I came across a mildly horrifying article recently (on Twitter, of course) about how the Oxford Junior Dictionary has dropped words like acorn, conker, willow, buttercup, dandelion, catkin, kingfisher and magpie - all words that I strongly associate with my own childhood - and replaced them with cut and paste, broadband and analogue: blackberry with Blackberry. Feeling both alarmed and saddened by this, I turned to Eva, who was sitting next to me watching a Playdoh video on Youtube on the iPad (yes, really) and asked if she knew what a conker is. "They grow on trees, Mummy", she said. Close enough, little one. Even though we live in urban Manchester, we spend a decent amount of time scuffing through autumn leaves, collecting conkers, blowing dandelion clocks, holding buttercups under our chins and making daisy chain necklaces, because to me, this is what childhood means. Kids these days have to know how to operate touch screens because that's how the world works, but I also want mine to recognise an magpie when they see one (they can).
We spend so much time looking at screens (often two at once), executing fiddly copy and paste between windows, and flipping seamlessly between Twitter and Chrome and Facebook and Outlook and Sonos and any one of a hundred apps because it's all available on your smartphone, right there next to you, from the minute you wake up to the moment you go to sleep. I've been feeling quite strongly recently that I need to step back from technology and become more mindful, more present for my children. I'm very much a crawl-around-on-hands-and-knees kind of parent anyway who likes to keep things as simple as possible, not for me the constant need to entertain kids with a stream of stimulating activities and excursions, but you can always do more to be present in the moment. More conscious of what's happening around me, more deliberate, and in general more observant and responsive to my own well-being and mental state.

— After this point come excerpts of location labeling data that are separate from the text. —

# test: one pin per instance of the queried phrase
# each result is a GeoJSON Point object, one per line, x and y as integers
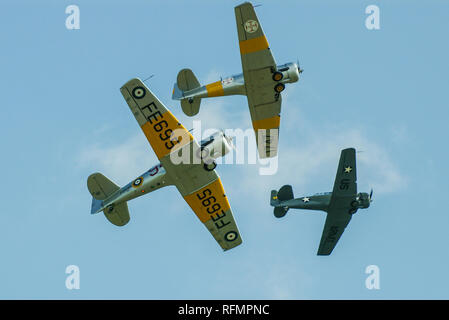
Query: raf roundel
{"type": "Point", "coordinates": [137, 182]}
{"type": "Point", "coordinates": [251, 26]}
{"type": "Point", "coordinates": [139, 92]}
{"type": "Point", "coordinates": [231, 236]}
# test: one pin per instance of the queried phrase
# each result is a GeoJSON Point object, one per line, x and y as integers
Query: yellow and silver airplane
{"type": "Point", "coordinates": [262, 81]}
{"type": "Point", "coordinates": [183, 163]}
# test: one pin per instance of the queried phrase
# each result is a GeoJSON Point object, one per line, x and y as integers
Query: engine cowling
{"type": "Point", "coordinates": [218, 145]}
{"type": "Point", "coordinates": [290, 72]}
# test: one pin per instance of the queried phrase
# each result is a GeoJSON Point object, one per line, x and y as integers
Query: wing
{"type": "Point", "coordinates": [336, 222]}
{"type": "Point", "coordinates": [258, 65]}
{"type": "Point", "coordinates": [179, 155]}
{"type": "Point", "coordinates": [157, 123]}
{"type": "Point", "coordinates": [344, 192]}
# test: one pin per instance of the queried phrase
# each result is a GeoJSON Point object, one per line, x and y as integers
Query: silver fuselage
{"type": "Point", "coordinates": [153, 179]}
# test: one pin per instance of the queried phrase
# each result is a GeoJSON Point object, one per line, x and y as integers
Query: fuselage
{"type": "Point", "coordinates": [217, 145]}
{"type": "Point", "coordinates": [235, 85]}
{"type": "Point", "coordinates": [153, 179]}
{"type": "Point", "coordinates": [321, 201]}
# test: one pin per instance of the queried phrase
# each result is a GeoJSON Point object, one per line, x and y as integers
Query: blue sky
{"type": "Point", "coordinates": [384, 92]}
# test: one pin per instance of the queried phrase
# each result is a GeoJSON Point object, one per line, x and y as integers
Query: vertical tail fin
{"type": "Point", "coordinates": [285, 193]}
{"type": "Point", "coordinates": [274, 198]}
{"type": "Point", "coordinates": [101, 188]}
{"type": "Point", "coordinates": [185, 82]}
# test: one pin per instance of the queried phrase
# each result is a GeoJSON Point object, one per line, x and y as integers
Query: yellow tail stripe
{"type": "Point", "coordinates": [253, 45]}
{"type": "Point", "coordinates": [215, 89]}
{"type": "Point", "coordinates": [268, 123]}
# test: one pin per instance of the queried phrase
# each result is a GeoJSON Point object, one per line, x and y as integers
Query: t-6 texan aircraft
{"type": "Point", "coordinates": [340, 204]}
{"type": "Point", "coordinates": [262, 82]}
{"type": "Point", "coordinates": [192, 172]}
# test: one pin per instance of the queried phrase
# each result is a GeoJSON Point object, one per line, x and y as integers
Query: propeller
{"type": "Point", "coordinates": [299, 67]}
{"type": "Point", "coordinates": [228, 139]}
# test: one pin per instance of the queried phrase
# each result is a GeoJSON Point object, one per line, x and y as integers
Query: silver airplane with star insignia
{"type": "Point", "coordinates": [340, 204]}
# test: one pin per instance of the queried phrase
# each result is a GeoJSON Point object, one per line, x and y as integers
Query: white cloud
{"type": "Point", "coordinates": [120, 162]}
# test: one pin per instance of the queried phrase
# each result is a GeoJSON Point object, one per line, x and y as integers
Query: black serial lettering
{"type": "Point", "coordinates": [209, 202]}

Which is a very long introduction to the purpose of this post - namely that after a couple of months of planning and procurement, we have finally started building what is possibly Manchester's most giant wardrobe ("it's a tower, Mummy!"). After three years of living with an absence of wardrobe and my clothes piled in random unruly heaps and stacks all over the house, knowing that in a few weeks I will have the ability to hang and store all my dresses, jeans, sweaters, tops, skirts and shoes on carefully curated and installed rails and shelves that have been designed specifically to accommodate the length of my Anne Fontaine shirts somehow gives me the same sense of mental serenity that I got as a child from sitting on the side of a brook on the moors, dangling my feet over the side and watching the water bubble endlessly past the time-smoothed pebbles.
Here it is so far - main frame built, and drill-wielding blogger included for scale. Blurred and vignetted for ironic purposes.